I know it's not really in the midrange arrays, but what about mirrorview? This heavily leans on a single port on SPA and a single port on SPB. I've experienced cases where mirrorview problems in the end needed both SP to be rebooted which in the end lead to downtime for a selected group of servers. Ok, these probably were not configured correctly, that's a fact, but what I meant to say is that external factors can cause downtime as well.
Software for the VNX….
Unified and Flare code should be at the latest Release. The release notes are available and you can see what is being corrected in each release. This is the latest as I write today: VNX BLOCK OE Bundle 05.32.000.5.201 If used on VNX File or Unified systems, ensure that the VNX OE File code is version 126.96.36.199
Virtual Provisioning (Thin LUNs) have been the most cost effective method of provisioning disk in years. I really like FAST VP, it allows us to segregate high I/O data from less active data within the same Lun structure. I like it with the EFD’s, the 10K rpm FC drives and the 7.2K SATA drives. It is an extra expense but it is constantly looking at our I/O profile and improves performance even if we change the application.

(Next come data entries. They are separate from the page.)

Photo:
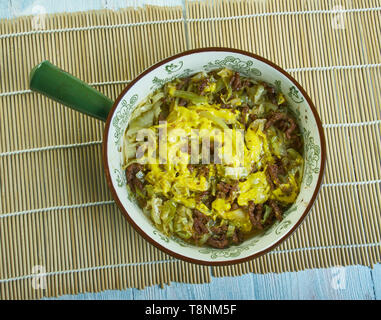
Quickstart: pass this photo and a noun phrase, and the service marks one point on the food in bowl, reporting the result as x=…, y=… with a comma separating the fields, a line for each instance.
x=214, y=158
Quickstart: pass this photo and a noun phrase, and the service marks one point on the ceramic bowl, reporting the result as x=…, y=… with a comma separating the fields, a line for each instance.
x=183, y=65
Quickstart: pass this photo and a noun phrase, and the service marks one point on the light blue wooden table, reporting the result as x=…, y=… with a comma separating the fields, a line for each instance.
x=355, y=282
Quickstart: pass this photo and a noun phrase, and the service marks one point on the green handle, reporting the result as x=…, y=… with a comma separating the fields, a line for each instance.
x=61, y=86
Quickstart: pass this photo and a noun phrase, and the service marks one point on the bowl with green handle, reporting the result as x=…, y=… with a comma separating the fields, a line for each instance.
x=60, y=86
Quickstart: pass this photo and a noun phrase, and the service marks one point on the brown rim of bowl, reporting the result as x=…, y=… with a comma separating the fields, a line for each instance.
x=153, y=241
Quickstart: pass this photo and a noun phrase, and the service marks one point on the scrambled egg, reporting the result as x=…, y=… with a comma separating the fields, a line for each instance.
x=238, y=150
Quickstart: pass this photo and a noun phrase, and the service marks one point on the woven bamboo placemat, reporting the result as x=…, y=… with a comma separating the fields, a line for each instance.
x=56, y=211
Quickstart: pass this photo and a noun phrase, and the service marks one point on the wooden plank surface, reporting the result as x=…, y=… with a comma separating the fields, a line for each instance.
x=356, y=282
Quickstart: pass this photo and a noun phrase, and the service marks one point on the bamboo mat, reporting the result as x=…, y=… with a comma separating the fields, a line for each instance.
x=56, y=211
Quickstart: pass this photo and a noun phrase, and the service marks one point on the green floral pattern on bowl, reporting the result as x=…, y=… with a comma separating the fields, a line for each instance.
x=187, y=65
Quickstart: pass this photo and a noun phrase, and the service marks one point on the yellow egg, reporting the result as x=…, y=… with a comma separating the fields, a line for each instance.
x=255, y=188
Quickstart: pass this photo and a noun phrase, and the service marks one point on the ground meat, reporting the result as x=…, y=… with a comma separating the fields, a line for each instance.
x=199, y=223
x=255, y=214
x=237, y=237
x=203, y=196
x=226, y=190
x=235, y=206
x=235, y=82
x=132, y=180
x=218, y=242
x=276, y=209
x=183, y=84
x=183, y=102
x=218, y=239
x=284, y=122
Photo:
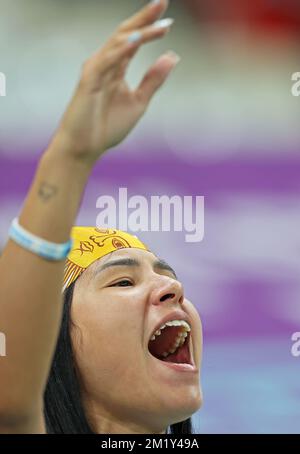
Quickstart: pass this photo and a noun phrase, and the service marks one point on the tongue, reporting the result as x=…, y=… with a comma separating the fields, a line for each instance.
x=181, y=356
x=165, y=341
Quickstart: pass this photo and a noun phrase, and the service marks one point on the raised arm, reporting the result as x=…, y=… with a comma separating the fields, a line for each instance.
x=101, y=114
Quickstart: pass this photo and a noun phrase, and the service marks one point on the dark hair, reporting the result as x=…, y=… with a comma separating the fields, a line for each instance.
x=64, y=413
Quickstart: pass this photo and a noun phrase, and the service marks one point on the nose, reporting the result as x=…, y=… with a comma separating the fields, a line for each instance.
x=167, y=291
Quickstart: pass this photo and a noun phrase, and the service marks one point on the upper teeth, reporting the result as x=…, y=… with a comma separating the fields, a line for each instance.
x=182, y=323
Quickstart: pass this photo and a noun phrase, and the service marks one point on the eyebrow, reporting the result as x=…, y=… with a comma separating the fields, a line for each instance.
x=158, y=264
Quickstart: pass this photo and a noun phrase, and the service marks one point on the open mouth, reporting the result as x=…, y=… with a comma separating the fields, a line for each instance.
x=172, y=344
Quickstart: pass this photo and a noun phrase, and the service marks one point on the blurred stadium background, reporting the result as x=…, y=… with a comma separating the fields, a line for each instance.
x=225, y=126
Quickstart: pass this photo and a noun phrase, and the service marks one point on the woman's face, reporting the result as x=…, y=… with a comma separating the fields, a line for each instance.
x=119, y=302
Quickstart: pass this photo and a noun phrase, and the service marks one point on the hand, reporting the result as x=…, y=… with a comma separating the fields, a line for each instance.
x=104, y=109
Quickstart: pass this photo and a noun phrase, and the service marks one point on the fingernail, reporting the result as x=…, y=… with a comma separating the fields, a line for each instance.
x=134, y=37
x=174, y=56
x=163, y=23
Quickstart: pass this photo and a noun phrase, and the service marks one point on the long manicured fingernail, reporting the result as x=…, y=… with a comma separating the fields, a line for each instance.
x=163, y=23
x=176, y=58
x=134, y=37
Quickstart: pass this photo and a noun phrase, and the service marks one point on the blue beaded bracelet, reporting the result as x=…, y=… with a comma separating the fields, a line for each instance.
x=35, y=244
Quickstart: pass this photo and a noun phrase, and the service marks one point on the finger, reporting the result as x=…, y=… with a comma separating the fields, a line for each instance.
x=125, y=46
x=145, y=16
x=156, y=76
x=150, y=33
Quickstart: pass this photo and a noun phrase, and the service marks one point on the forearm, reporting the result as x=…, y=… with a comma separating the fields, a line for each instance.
x=30, y=287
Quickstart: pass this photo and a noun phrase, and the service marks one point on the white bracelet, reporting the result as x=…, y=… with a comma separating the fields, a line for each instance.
x=37, y=245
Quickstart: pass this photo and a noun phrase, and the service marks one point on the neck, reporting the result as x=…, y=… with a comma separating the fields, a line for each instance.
x=104, y=422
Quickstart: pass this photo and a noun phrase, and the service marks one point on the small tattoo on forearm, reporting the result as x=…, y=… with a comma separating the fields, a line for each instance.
x=47, y=191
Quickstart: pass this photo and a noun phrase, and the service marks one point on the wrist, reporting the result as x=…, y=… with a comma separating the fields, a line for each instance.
x=60, y=153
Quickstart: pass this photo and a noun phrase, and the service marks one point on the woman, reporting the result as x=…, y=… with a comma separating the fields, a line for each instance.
x=122, y=305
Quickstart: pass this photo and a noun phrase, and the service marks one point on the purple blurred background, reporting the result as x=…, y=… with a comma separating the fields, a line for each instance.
x=226, y=126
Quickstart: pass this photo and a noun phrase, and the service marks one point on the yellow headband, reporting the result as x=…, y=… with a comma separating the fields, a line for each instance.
x=90, y=244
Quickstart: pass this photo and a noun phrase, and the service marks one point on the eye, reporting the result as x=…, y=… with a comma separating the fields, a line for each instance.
x=123, y=283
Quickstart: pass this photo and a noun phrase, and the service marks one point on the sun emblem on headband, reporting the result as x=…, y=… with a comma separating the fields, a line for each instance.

In regards to redundancy, backup/ recovery, and Test environments I believe that SnapView is indispensable. This works great where we create consistency groups, then couple it with MirrorView or an RP appliance. How we use it depends on our goal; are we going to a DR site or a local test environment? The distance between the arrays will be the primary determining factor for which remote copy option we choose.
Please know that these are only my personal thoughts and that the environment and business model will be the determining factor for any decisions.